Table 3 shows studies that adjusted for potential confounders. We show the confounders used (for which there was no consensus). The summary adjusted odds ratio (95% CI) for mortality was 1.33, (1.30, 1.36), p < 0.001. For comparison, the unadjusted odds ratio was 1.33, (1.28, 1.62), p < 0.001. Analysing only studies that adjusted for potential confounders reduced heterogeneity (the eight studies reporting adjustment tended to be larger studies). One study undertook multivariate adjustment for readmission (out-of-hours discharge remained significant) [38]. We were unable to perform planned sub-group analyses of discharge destination and palliation status due to inconsistent reporting of these data. Too few studies in each group meant we were unable to perform sub-group analysis of out-of-hours definition.
Funnel plots and Egger’s regressions for the effect of out-of-hours discharge on mortality and readmission are shown (supplementary material, Figs. 4, 5, 6, 7). Both funnel plots and Egger’s regression suggest there may be some publication bias whereby studies showing a strong association between mortality and out-of-hours discharge, particularly smaller studies, are not published (p = 0.014). This was not as obvious for studies of readmission (p = 0.057), but this may have been due to a smaller sample of studies.

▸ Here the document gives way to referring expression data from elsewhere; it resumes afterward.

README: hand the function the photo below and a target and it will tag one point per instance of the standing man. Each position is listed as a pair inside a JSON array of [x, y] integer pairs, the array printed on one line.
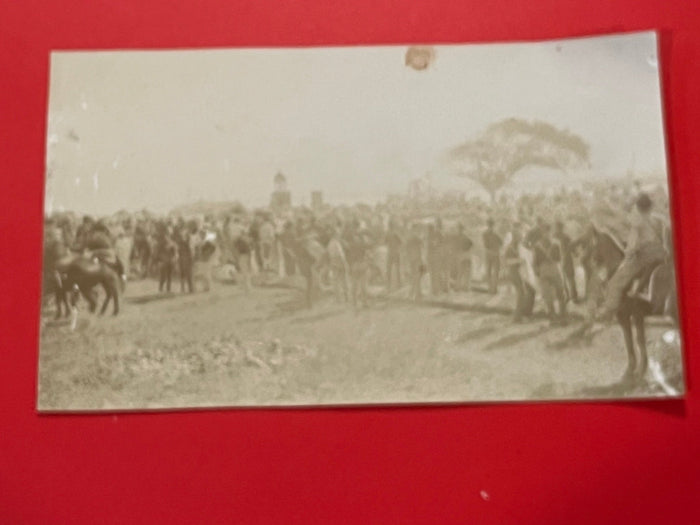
[[492, 248], [567, 260], [338, 266], [166, 255], [414, 254], [359, 269], [644, 250], [243, 249], [434, 257], [393, 260], [547, 257], [185, 257], [525, 293], [462, 259]]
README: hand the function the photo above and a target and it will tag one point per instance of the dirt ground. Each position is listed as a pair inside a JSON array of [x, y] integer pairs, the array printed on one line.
[[229, 348]]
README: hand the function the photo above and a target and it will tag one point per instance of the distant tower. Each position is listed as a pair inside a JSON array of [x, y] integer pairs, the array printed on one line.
[[280, 199]]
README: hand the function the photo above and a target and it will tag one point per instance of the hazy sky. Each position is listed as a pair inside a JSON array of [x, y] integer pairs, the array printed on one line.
[[155, 129]]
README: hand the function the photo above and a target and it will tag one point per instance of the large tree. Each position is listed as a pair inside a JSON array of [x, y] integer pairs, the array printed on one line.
[[506, 147]]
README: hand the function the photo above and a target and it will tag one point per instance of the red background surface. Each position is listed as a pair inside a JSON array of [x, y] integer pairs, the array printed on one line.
[[546, 463]]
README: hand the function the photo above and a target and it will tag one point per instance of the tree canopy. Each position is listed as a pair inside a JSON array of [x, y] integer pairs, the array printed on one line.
[[494, 157]]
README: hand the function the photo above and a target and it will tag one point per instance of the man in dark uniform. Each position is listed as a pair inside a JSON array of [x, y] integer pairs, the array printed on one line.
[[185, 257], [166, 252], [393, 260], [567, 260], [414, 256], [492, 247], [356, 252], [547, 257], [461, 259]]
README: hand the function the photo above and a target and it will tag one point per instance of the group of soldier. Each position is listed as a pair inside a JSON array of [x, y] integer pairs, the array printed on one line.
[[347, 253]]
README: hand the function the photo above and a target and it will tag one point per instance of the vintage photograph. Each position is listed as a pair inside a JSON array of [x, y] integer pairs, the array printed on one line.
[[357, 225]]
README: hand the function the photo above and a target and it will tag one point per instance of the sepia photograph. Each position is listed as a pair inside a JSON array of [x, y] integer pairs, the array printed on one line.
[[395, 224]]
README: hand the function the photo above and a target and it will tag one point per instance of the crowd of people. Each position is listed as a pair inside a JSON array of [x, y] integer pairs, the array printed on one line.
[[438, 247]]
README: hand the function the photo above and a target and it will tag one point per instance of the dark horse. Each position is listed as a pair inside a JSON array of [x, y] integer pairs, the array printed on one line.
[[70, 274], [655, 295], [83, 274]]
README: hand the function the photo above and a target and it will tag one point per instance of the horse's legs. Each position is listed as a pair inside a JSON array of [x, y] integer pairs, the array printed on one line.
[[626, 324], [115, 299], [59, 297], [108, 295], [642, 344], [90, 299]]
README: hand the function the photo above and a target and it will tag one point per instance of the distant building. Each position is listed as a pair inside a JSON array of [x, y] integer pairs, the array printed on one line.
[[316, 200], [281, 198]]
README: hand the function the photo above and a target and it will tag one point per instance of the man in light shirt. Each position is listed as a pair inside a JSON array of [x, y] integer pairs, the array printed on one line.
[[644, 250]]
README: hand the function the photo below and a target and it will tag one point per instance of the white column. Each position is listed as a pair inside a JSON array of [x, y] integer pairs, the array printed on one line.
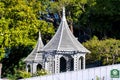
[[57, 64], [75, 63], [84, 63], [26, 68], [80, 66], [34, 67]]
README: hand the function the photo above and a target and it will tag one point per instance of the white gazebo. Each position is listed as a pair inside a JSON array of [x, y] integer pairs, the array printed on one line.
[[62, 53]]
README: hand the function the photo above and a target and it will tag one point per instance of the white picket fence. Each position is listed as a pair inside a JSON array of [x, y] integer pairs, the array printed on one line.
[[98, 73]]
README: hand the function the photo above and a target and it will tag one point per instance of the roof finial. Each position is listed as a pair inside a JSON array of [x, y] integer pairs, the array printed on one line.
[[63, 14]]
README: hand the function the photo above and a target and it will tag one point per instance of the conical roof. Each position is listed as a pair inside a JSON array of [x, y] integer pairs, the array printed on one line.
[[35, 55], [64, 40]]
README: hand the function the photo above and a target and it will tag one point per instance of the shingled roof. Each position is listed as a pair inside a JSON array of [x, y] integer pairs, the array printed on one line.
[[35, 55], [64, 40]]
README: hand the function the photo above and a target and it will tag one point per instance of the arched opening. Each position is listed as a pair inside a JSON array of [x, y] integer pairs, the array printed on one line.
[[72, 64], [81, 62], [28, 66], [62, 64], [39, 67]]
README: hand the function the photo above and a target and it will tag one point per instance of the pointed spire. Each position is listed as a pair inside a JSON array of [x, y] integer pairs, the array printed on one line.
[[63, 19]]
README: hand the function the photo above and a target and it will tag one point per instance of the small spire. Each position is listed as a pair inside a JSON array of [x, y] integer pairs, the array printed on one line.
[[63, 14]]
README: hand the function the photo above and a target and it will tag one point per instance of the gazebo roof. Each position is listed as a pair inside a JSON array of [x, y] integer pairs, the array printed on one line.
[[35, 55], [64, 40]]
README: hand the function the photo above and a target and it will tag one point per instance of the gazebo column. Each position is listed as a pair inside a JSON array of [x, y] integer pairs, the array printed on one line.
[[75, 63], [57, 64], [84, 62], [68, 64], [26, 67], [79, 65]]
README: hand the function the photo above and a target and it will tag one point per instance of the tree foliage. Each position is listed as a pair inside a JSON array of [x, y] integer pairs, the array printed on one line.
[[19, 26], [103, 51]]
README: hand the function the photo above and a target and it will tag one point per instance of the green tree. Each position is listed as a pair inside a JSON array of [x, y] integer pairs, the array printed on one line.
[[19, 26]]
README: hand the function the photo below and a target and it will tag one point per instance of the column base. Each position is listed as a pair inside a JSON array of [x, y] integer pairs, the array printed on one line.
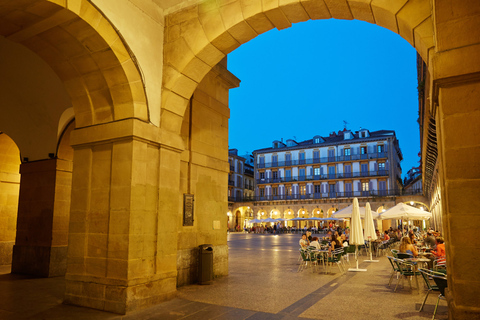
[[460, 312], [116, 298], [6, 249], [41, 261]]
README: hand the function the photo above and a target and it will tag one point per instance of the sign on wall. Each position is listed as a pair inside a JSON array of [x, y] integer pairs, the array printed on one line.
[[188, 200]]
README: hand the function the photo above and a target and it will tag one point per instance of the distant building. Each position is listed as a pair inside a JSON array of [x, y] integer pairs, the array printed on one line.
[[235, 177], [248, 177], [413, 181], [343, 164]]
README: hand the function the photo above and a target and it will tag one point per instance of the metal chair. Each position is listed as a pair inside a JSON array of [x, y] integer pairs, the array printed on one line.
[[308, 259], [440, 285], [406, 270], [395, 269], [336, 257]]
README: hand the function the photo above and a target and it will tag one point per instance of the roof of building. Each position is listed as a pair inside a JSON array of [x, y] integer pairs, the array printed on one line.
[[333, 139]]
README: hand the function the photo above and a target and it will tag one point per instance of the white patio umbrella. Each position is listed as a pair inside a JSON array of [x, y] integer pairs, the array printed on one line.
[[356, 232], [347, 213], [369, 234], [405, 212], [297, 219]]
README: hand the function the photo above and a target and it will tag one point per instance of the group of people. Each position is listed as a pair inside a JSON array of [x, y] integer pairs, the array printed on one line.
[[336, 239], [433, 245]]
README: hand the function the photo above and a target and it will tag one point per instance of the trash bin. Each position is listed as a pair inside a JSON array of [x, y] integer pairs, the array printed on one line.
[[205, 264]]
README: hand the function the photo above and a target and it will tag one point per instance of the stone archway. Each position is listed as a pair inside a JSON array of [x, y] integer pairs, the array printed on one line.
[[209, 31], [86, 52], [9, 189]]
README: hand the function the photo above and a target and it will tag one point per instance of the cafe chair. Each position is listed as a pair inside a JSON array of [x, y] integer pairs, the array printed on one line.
[[440, 264], [309, 259], [404, 255], [336, 257], [406, 270], [395, 269], [440, 285]]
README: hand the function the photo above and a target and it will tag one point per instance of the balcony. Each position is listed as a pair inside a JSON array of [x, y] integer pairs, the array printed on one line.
[[353, 157], [328, 195], [325, 176]]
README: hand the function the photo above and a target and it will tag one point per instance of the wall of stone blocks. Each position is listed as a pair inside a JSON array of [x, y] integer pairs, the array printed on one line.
[[9, 190], [204, 173]]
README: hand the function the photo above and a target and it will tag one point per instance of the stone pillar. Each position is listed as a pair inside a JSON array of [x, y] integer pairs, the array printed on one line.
[[455, 69], [42, 225], [124, 216], [9, 188], [457, 123]]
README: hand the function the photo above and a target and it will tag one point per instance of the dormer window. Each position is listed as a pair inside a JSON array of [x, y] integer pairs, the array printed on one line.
[[318, 139], [364, 133]]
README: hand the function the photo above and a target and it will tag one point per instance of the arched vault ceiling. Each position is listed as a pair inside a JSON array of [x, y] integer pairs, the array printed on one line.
[[86, 53], [199, 36]]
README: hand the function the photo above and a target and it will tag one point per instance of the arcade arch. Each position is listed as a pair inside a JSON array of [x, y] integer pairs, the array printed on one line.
[[9, 190], [213, 32]]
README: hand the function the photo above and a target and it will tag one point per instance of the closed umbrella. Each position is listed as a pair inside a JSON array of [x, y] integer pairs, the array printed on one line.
[[369, 234], [356, 232]]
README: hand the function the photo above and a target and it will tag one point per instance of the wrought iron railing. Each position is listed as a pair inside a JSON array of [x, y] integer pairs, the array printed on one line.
[[325, 176], [296, 162], [326, 195]]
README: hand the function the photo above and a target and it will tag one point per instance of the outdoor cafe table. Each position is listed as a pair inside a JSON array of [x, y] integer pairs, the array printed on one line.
[[416, 262], [320, 254]]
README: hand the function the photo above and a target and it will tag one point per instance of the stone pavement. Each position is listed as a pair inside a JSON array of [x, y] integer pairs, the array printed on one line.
[[263, 283]]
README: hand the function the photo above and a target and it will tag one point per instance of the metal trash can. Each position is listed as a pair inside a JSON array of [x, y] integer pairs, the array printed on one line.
[[205, 264]]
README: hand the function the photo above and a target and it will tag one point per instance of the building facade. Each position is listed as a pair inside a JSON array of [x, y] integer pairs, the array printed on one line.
[[235, 176], [140, 141], [344, 164]]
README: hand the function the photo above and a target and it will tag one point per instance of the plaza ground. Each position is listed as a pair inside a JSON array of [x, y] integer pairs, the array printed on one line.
[[263, 283]]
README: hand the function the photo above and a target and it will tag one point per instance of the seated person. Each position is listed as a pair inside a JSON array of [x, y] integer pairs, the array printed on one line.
[[412, 237], [406, 246], [303, 242], [430, 240], [440, 250], [343, 239], [309, 236], [334, 244], [386, 236], [315, 243]]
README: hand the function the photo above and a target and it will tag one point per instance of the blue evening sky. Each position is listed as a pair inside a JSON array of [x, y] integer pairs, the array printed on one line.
[[308, 79]]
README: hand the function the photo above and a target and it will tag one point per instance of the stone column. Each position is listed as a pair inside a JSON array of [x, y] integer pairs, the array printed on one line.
[[42, 224], [458, 118], [9, 188], [125, 207], [455, 69]]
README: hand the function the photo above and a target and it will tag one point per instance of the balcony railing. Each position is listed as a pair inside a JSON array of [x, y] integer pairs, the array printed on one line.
[[325, 176], [353, 157], [248, 171], [328, 195]]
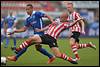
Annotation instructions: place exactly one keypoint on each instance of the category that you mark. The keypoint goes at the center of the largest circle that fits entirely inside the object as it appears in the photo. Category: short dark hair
(30, 5)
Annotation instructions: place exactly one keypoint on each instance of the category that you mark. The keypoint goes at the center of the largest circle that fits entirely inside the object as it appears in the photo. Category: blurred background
(87, 9)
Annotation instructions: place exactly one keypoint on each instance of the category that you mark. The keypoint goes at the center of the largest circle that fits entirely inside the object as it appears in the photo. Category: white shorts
(10, 30)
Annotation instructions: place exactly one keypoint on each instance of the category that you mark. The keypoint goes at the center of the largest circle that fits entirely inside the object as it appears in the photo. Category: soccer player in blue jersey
(35, 21)
(10, 24)
(2, 30)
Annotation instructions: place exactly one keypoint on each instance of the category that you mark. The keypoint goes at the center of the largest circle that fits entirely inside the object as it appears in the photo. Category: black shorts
(47, 39)
(76, 36)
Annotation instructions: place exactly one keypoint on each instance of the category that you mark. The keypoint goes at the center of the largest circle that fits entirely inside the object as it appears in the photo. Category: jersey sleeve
(77, 16)
(66, 25)
(26, 23)
(40, 14)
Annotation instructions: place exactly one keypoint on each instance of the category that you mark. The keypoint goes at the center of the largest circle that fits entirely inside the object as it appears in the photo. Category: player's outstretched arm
(72, 24)
(49, 18)
(41, 30)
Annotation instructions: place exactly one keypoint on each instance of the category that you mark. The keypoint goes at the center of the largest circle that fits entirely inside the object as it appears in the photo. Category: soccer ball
(3, 60)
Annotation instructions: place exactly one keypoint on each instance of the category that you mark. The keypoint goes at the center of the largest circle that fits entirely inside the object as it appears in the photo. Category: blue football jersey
(35, 21)
(10, 20)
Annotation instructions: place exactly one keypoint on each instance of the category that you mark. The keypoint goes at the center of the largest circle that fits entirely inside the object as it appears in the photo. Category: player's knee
(58, 55)
(38, 47)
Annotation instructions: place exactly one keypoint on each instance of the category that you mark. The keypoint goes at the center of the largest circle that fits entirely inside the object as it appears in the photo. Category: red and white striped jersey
(72, 17)
(55, 30)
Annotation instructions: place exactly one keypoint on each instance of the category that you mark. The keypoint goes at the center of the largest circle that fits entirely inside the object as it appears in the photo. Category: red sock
(74, 50)
(83, 46)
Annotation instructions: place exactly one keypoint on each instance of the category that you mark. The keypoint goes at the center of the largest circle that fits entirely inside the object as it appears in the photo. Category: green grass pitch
(88, 56)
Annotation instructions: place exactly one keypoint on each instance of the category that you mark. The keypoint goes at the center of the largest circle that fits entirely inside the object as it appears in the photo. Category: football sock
(43, 51)
(21, 52)
(83, 46)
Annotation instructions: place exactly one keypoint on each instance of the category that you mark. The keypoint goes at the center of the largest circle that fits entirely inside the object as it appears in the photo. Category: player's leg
(7, 42)
(86, 45)
(63, 56)
(2, 36)
(43, 51)
(8, 37)
(74, 42)
(23, 46)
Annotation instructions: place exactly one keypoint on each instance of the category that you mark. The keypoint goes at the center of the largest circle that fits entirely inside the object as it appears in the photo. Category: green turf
(89, 57)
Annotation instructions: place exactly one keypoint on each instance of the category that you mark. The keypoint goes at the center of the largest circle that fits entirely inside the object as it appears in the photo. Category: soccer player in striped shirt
(76, 30)
(50, 38)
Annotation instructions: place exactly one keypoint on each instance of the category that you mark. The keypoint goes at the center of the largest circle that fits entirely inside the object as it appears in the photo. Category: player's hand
(83, 32)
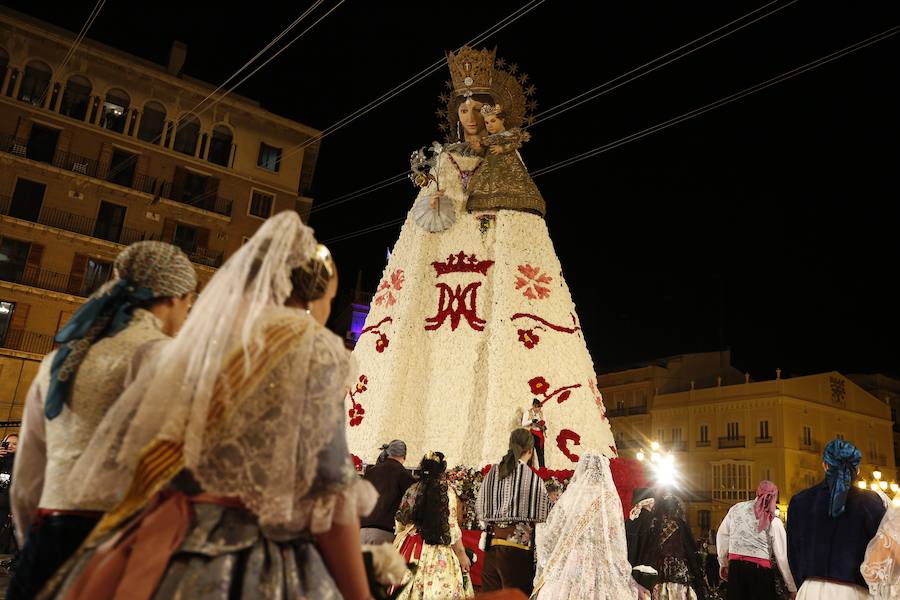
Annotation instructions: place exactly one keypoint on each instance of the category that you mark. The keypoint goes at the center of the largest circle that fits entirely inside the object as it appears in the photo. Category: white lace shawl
(581, 550)
(881, 567)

Quality assessment findings are shown in supplementary material, Table 2. Most studies scored well, between seven and nine out of nine. However, only five studies defined whether the two patient groups were discharged from ICU to a ward or higher dependency area. To assess the influence of each study on bias, we omitted each study in turn (supplementary material, Figs. 8, 9). Removal of any individual study did not remove the effect for either mortality or readmission. The largest effect for mortality occurred when removing a study including the majority of Australasian ICUs [1] reducing the RR (95% CI) to 1.36 (1.26, 1.47). For ICU readmission, both funnel and regression plots supported removal of two major outliers [9, 38]. Removing the outliers reduced the heterogeneity but did not significantly change the RR (supplementary material, Figs. 6, 7, 8, 9).